HBN Uses: Due to its interesting physical and chemical properties, h-BN is used in different sectors such as plastic, ceramic, paints, alloys, and resins. In the automotive industry, hexagonal BN can be used for sealing oxygen sensors. When mixed with a binder (boron oxide), it can be used as a vacuum. Generally, hexagonal BN is used as an electrically insulating material and heat-resistant material.
The cubic form of boron nitride has similar properties to diamond, but it is not as hard as diamond. Cubic BN is formed when hexagonal boron nitride is treated under high pressure and temperature, much like a synthetic diamond is produced from graphite. Like hexagonal boron nitride, it is also one of the typical phases/forms of boron nitride. But unlike diamond, c-BN can be adopted as an oxidation-resistant metal coating and abrasive due to its insolubility in metals, such as iron, nickel, and related alloys at high pressure.
Cubic Boron nitride has good thermal conductivity, low density, and it exhibits other special properties, such as toughness, fracture, exceptional hardness, high-temperature resistance, and high chemical and thermal stability, similar to hexagonal boron nitride. It is much easier to produce than h-BN. It is also used in grinding high-speed and steel due to the absence of low carbon steel.
CBN Uses: Cubic boron nitride can produce a good insulator, a heat sink in semiconductor lasers. It is popularly used as an abrasive for cutting hardened steel, thermal spraying material, wear resistance cast iron, and many other hard materials.
Wurtzite Boron nitride shares the similar properties as cubic boron nitride, even in hardness. According to scientists, wurtzite BN has been discovered to be harder than cubic boron nitride and diamond. Wurtzite BN is formed like cubic boron nitride (compressing h-BN), but with a difference in the temperature requirement. It occurs at a much lower temperature, close to 1700°C instead of 1730°C and 3230°C like cubic BN.
WBN Uses: In the manufacturing sector, wurtzite BN has recently attracted much attention due to its superior properties and scientific applications, such as an ideal dielectric substrate material for optical, graphene-based devices, electronics, etc. Combined with plate shape particles, wurtzite Boron Nitride can be used as a raw material for sintering coarse grit polycrystalline structure powders. These are then used for manufacturing traditional cutting and grinding tools.
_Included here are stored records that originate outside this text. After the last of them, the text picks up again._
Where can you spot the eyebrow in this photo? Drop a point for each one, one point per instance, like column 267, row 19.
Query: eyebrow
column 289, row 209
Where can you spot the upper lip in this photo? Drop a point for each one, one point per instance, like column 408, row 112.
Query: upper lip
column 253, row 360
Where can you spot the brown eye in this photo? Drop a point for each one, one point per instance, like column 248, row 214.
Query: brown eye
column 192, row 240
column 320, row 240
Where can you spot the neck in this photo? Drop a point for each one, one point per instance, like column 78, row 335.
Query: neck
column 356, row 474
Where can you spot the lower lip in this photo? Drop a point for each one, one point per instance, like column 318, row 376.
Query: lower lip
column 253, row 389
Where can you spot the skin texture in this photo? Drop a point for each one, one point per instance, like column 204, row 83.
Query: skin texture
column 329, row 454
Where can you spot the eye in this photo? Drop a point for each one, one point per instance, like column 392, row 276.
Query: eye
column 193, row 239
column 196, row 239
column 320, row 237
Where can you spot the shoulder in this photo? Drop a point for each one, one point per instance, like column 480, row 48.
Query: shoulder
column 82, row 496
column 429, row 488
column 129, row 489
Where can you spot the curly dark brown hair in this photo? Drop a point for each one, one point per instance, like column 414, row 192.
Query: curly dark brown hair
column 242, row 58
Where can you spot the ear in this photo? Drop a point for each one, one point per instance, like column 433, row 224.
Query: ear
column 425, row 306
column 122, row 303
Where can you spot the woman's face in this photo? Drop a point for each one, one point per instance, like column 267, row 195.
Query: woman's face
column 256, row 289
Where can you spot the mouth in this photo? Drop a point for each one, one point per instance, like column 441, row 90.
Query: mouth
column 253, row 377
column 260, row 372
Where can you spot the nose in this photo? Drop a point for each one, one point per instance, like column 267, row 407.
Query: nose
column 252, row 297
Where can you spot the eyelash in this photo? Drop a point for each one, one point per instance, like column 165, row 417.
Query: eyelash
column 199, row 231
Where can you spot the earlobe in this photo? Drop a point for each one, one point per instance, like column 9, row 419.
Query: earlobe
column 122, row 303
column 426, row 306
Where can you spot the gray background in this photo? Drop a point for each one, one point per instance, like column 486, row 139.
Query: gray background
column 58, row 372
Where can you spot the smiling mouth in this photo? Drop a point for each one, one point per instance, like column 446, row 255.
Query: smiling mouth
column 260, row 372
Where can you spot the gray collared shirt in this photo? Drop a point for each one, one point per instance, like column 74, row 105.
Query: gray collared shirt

Besides the many valuable applications of boron nitride, it is generally classified as non-hazardous. However, hazardous levels of airborne particulates may be generated if it involves a process that causes the release of dust and fumes, such as grinding, melting, and cutting.
Boron nitride finds wide application in cosmetic industries (eye shadows, lipstick, foundation), paints, and dental cement production, including skincare products. Although more studies are needed to explore BN’s potentials fully, research so far shows that Boron nitride application seems to extend to the biomedical field.